Will housing really be shored up with President Barack Obama's expected plan to aid homeowners coupled with his signature yesterday of the $787 billion economic stimulus bill?

One school of thought says it will. Here's how:

  • The stimulus package will increase tax credits for home buyers to $8,000. Walter Molony of the National Association of Realtors told me that this should result in 300,000 more home sales within a few months.
  • Fannie Mae and Freddie Mac will be able to handle loans for higher-priced homes, specifically up to about $750,000. Molony believes this will result in 150,000 more near-term home sales, especially in high-priced markets such as San Francisco where expensive homes in that range are quite common.
  • Previous measures by the Bush administration to lower interest rates on mortgages is expected to boost home sales by about 400,000.
  • Obama's announcement today to help homeowners facing foreclosure with a $75 billion rescue package will indirectly help home prices overall by stabilizing markets and reassuring lenders.
Molony believes the programs should boost home sales by about 850,000. That's not an insignificant sum. "Taken together, this could lead to price stabilization by the third quarter and perhaps price growth by the fourth quarter," Molony told me.

Is this too optimistic? I'm not sure. Molony says his organization will update its market forecast by March 3. And, there are certain to be naysayers who note that the problems in home buying are still enormous and that Barack's remedies don't go far enough.

Another issue is the morality of bailouts. Some commentators such as Arianna Huffington insist that if the federal government can bail out Bank of America and Citigroup for their financial errors, then everyday homeowners deserve some help. She's also worried that the Obama team of Treasury Secretary Timothy Geithner and economic adviser Larry Summers reeks too much of Wall Street cronyism similar to the Bush administration.

Conversely, one view has it that many homeowners got themselves into trouble by accepting loan terms they couldn't handle and speculating by trying to flip several properties at once. As a New Yorker piece notes, one Fort Myers real estate agent sums it up by saying "Greed and easy money, that was the germ."

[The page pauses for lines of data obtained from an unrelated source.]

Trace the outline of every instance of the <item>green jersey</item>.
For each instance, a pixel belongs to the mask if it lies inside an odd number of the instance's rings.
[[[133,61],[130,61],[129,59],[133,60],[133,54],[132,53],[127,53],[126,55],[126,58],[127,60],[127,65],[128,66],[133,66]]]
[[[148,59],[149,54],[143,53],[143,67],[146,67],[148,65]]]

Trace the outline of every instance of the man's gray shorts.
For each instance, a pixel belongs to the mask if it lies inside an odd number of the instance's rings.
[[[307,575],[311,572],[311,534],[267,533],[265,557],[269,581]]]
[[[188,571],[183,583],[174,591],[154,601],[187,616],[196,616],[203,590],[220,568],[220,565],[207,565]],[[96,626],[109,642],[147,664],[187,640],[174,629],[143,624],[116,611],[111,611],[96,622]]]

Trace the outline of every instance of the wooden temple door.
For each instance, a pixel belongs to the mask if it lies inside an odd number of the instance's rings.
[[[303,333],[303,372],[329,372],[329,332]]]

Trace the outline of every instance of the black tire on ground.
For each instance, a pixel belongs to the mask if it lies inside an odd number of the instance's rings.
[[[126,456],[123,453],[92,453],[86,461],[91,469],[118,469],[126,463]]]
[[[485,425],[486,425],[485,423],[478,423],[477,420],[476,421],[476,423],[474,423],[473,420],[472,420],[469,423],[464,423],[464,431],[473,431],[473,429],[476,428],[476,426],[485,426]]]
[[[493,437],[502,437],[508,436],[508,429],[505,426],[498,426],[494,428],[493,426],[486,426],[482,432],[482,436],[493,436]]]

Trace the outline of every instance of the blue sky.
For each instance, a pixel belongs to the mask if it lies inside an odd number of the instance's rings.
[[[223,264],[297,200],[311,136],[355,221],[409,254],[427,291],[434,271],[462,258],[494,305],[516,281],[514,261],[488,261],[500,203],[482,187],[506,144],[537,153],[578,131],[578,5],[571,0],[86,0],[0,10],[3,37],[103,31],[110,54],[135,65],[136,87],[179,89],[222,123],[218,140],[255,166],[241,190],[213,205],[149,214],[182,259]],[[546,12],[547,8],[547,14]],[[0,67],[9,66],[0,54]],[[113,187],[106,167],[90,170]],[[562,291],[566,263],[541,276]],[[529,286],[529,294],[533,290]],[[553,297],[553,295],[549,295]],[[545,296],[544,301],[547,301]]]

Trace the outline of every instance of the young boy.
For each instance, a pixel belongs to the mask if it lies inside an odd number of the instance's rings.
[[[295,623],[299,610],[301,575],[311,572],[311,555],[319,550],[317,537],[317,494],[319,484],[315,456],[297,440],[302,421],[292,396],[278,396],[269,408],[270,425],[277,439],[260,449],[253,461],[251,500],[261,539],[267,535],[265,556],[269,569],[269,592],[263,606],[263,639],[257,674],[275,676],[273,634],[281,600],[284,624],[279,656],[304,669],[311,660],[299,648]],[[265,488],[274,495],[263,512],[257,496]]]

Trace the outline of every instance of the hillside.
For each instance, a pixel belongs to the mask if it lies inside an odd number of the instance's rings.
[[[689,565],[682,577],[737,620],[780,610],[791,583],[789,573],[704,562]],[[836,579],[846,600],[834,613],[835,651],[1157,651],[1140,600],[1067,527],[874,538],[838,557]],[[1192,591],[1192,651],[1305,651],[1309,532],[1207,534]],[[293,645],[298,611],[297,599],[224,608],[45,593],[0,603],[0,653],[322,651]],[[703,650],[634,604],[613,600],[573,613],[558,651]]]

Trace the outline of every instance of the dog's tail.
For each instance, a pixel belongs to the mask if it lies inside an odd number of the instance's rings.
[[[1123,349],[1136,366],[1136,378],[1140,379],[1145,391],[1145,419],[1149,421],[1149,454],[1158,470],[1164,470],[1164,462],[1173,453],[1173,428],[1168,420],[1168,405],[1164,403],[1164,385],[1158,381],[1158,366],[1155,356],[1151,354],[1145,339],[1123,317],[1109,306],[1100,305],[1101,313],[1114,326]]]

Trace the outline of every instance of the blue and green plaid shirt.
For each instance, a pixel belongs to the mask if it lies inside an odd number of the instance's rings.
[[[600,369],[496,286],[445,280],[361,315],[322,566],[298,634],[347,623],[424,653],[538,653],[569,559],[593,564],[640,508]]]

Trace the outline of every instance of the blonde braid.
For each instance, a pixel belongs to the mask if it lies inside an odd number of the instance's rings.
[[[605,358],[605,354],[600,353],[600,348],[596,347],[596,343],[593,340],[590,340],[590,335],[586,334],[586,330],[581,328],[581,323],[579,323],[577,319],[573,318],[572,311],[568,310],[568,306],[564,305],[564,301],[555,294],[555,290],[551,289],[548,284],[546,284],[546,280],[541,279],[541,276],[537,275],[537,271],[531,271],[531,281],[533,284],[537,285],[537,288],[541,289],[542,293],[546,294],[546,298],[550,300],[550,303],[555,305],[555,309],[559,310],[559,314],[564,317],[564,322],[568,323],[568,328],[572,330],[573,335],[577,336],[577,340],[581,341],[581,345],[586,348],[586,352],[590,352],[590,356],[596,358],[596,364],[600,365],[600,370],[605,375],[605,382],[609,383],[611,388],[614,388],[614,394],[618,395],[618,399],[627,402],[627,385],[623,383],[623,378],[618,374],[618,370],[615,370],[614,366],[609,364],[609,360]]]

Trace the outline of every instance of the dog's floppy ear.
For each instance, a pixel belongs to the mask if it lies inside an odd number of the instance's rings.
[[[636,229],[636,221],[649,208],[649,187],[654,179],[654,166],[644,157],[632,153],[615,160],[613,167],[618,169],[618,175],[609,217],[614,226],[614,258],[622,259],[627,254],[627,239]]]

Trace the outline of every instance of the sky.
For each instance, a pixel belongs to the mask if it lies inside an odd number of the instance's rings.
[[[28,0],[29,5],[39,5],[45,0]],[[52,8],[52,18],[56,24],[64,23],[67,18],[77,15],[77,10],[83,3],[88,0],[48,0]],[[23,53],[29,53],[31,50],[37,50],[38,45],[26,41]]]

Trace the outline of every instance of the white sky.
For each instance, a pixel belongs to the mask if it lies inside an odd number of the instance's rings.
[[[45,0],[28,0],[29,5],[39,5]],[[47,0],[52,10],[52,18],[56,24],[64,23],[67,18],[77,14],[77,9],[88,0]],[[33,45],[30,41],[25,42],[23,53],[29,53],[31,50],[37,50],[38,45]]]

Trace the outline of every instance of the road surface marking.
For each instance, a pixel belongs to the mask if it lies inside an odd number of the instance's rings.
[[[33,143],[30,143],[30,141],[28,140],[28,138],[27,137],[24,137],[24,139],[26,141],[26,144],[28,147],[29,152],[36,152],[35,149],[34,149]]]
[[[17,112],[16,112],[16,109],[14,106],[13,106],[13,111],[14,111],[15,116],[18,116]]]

There are worried that Obama's bailout to homeowners facing foreclosure will be too expensive and troubled mortgage holders will walk away from bad deals anyway. A study by the Federal Reserve of the Boston market downturn in the late 1980s and early 1990s suggests that won't be the case. The walk away rate was actually quite small.
If this is the case now and Molony's predictions are right, maybe there's hope sooner than we thought.